Mengaitkan jurnalisme warga sebagai bagian dari kerja pers secara keseluruhan yang berfungsi merespons dan bereaksi terhadap kekuasaan dan politik di negeri ini, maka ada beberapa teori untuk bisa kita gunakan dalam rangka memahami fenomenanya.
Mengutip tulisan dalam satu situs (lihat di sini), setidaknya ada empat macam teori terkait pers dan hubungannya dengan kekuasaan, politik dan tanggung jawab sosial. Keempat teori tersebut adalah: Authoritarian Theory, Libertarian Theory, Social Responsibility Theory,dan Soviet-Totalitarian Theory.
Teori pertama adalah teori otoritarian (otoriter). Teori otoriter yang berkembang pada abad 16-17 di kerajaan Inggris, merupakan sistem pengendalian media atau pers oleh kerajaan. Dalam pandangan teori ini pers (termasuk jurnalisme warga) haru mengabdi dan mendukung kekuasaan yang sedang berjalan. Pers tidak boleh melakukan kritik yang akan menurunkan tingkat kredibilitas penguasa.

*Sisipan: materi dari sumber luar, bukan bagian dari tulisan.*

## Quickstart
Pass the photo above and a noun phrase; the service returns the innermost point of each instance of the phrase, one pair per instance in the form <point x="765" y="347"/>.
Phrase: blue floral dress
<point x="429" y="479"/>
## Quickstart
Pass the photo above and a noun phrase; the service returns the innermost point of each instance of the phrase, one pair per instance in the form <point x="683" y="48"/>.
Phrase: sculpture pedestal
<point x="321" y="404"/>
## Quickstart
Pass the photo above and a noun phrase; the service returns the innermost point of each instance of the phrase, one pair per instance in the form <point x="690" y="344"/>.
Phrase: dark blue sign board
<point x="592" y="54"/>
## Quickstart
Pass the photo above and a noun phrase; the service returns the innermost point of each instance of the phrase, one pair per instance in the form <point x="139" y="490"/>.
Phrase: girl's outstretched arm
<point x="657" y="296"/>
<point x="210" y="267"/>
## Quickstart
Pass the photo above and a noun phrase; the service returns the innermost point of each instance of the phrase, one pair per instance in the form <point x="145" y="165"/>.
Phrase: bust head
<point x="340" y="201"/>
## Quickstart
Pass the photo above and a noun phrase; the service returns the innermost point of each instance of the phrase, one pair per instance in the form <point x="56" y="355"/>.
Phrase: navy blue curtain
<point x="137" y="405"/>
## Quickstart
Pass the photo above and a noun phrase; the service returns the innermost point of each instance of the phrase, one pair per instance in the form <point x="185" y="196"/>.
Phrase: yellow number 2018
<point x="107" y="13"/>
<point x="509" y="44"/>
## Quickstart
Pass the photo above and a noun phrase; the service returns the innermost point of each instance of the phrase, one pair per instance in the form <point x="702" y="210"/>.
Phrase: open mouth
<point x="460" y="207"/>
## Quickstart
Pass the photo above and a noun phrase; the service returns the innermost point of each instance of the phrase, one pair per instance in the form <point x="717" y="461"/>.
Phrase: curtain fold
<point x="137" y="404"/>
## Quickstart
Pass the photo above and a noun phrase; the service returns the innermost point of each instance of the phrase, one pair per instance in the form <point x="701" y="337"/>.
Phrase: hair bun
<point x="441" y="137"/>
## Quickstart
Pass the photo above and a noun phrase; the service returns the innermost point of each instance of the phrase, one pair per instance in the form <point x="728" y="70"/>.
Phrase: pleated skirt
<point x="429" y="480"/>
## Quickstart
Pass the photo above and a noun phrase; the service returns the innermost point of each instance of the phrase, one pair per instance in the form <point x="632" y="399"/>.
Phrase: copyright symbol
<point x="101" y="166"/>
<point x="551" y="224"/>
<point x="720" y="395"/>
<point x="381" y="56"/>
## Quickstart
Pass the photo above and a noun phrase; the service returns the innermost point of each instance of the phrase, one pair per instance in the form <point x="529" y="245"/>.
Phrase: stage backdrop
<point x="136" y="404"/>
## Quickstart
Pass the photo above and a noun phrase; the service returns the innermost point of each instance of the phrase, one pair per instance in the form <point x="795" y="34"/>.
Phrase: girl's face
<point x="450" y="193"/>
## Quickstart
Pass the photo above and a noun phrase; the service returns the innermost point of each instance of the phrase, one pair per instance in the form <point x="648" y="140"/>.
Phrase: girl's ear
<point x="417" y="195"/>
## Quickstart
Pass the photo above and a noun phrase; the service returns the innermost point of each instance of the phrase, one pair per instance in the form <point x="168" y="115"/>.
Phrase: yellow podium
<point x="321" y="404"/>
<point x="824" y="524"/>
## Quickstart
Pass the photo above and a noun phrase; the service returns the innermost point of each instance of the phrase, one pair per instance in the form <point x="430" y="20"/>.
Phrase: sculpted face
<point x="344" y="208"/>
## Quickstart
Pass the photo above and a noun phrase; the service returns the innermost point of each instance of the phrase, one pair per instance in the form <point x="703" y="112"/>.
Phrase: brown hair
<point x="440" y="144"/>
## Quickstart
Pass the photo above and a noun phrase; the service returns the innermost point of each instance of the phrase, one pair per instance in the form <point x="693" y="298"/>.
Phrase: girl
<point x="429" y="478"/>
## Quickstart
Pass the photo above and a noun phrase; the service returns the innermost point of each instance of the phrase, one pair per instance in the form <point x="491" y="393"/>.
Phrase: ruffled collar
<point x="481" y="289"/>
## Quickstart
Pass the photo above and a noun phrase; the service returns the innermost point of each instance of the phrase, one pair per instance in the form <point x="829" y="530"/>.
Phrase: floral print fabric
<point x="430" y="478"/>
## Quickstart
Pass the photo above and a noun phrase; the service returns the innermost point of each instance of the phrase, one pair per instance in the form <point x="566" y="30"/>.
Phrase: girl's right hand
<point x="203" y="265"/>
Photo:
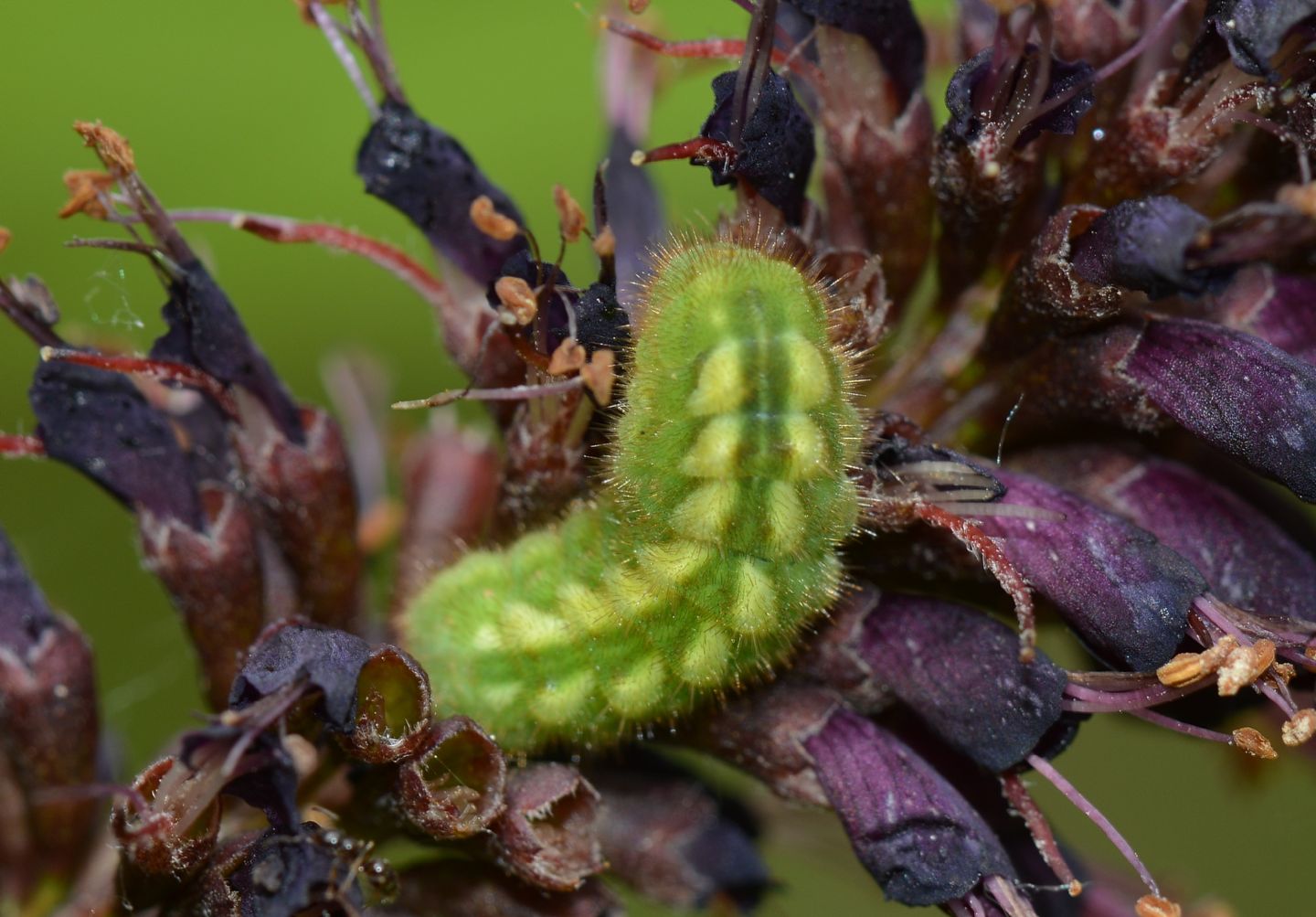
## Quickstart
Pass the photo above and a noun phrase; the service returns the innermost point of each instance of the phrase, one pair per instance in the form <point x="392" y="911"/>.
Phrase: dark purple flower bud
<point x="673" y="841"/>
<point x="478" y="890"/>
<point x="424" y="173"/>
<point x="1274" y="307"/>
<point x="454" y="787"/>
<point x="1125" y="593"/>
<point x="960" y="671"/>
<point x="890" y="27"/>
<point x="975" y="90"/>
<point x="329" y="661"/>
<point x="204" y="330"/>
<point x="214" y="578"/>
<point x="1247" y="560"/>
<point x="773" y="152"/>
<point x="451" y="483"/>
<point x="547" y="833"/>
<point x="310" y="501"/>
<point x="49" y="727"/>
<point x="911" y="829"/>
<point x="1141" y="245"/>
<point x="392" y="708"/>
<point x="1252" y="30"/>
<point x="310" y="872"/>
<point x="101" y="425"/>
<point x="1237" y="392"/>
<point x="1046" y="296"/>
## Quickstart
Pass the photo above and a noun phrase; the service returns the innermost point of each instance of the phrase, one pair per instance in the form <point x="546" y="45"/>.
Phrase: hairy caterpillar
<point x="712" y="545"/>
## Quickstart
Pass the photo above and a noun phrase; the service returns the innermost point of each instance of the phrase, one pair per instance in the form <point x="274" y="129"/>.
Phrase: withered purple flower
<point x="1099" y="272"/>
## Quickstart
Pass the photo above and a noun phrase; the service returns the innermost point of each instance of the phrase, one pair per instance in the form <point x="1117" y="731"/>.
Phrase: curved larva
<point x="711" y="548"/>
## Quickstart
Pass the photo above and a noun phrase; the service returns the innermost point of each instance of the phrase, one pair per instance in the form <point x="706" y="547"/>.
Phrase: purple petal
<point x="1276" y="308"/>
<point x="1237" y="392"/>
<point x="204" y="330"/>
<point x="890" y="27"/>
<point x="1255" y="29"/>
<point x="1141" y="245"/>
<point x="960" y="671"/>
<point x="1125" y="593"/>
<point x="975" y="83"/>
<point x="1247" y="560"/>
<point x="98" y="422"/>
<point x="428" y="176"/>
<point x="24" y="613"/>
<point x="775" y="150"/>
<point x="911" y="829"/>
<point x="326" y="659"/>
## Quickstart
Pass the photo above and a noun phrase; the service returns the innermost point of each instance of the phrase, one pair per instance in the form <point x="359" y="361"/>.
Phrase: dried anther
<point x="491" y="222"/>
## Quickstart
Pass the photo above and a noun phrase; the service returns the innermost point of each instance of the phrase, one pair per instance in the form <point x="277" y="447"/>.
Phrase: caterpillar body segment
<point x="712" y="545"/>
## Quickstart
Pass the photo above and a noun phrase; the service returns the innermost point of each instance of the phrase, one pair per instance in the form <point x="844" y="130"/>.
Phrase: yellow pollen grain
<point x="721" y="382"/>
<point x="706" y="512"/>
<point x="631" y="694"/>
<point x="585" y="608"/>
<point x="558" y="703"/>
<point x="808" y="380"/>
<point x="716" y="452"/>
<point x="786" y="518"/>
<point x="675" y="562"/>
<point x="803" y="446"/>
<point x="707" y="656"/>
<point x="754" y="602"/>
<point x="531" y="629"/>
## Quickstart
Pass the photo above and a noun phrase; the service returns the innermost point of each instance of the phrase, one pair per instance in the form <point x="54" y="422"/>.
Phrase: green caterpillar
<point x="709" y="549"/>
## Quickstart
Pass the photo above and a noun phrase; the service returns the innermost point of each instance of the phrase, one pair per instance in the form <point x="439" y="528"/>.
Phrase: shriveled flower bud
<point x="547" y="836"/>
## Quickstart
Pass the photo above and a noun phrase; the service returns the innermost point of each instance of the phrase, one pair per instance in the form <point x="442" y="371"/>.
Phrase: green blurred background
<point x="239" y="104"/>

Akibat dari praktik media massa sebagai pendukung pemerintah tentunya kebebasan warga untuk berpendapat menjadi berkurang bahkan mungkin hilang. Beberapa negara di dunia banyak yang menerapkan cara pandang seperti ini. Hal senada juga barangkali pernah terjadi di Indonesia ketika zaman Orde Baru dahulu.
Teori kedua adalah teori libertarian yang berkembang di Amerika Serikat dan sekitarnya. Media massa memiliki hak-hak yang luas dan berperan sebagai kelompok dengan keleluasaan yang istimewa dalam menjalankan peran sebagai penyampai informasi, penghibur, dan yang lebih penting lagi melakukan kontrol terhadap kepentingan atau kebijakan pemerintah.
Media menurut teori ini hanya bertanggung jawab kepada pasar atau market, karena mereka hidup dan dihidupi oleh pasar. Namun demikian media tetap mengabdi kepada nilai-nilai kebenaran dan kejujuran yang juga merupakan bentuk upaya kontrol secara mandiri atau self-righting process of truth.
Di dalam sudut pandang teori ini, di samping pemerintah sebagai pengendali kekuasaan, ada juga pasar yang merupakan bagian dari masyarakat yang ikut juga berperan dalam menjalankan mekanisme kekuasaan dan  politik. Pasar adalah bagian terpenting dalam kaca mata teori ini yang harus dibela dan disuarakan dalam rangka menjadi penyeimbang kebijakan pemerintah.
Teori ketiga adalah teori Soviet totalitarian. Menurut teori ini, media harus mengabdi kepada keberhasilan dan keberlanjutan sistem sosialis Soviet terutama pada kepentingan partai politik komunis. Sistem ini berkembang di negara Uni Soviet sebelum pecah, dan negara-negara komunis baik di Asia maupun Eropa Timur. Media menjadi abdi atau anggota loyal dan ortodoks dari partai komunis.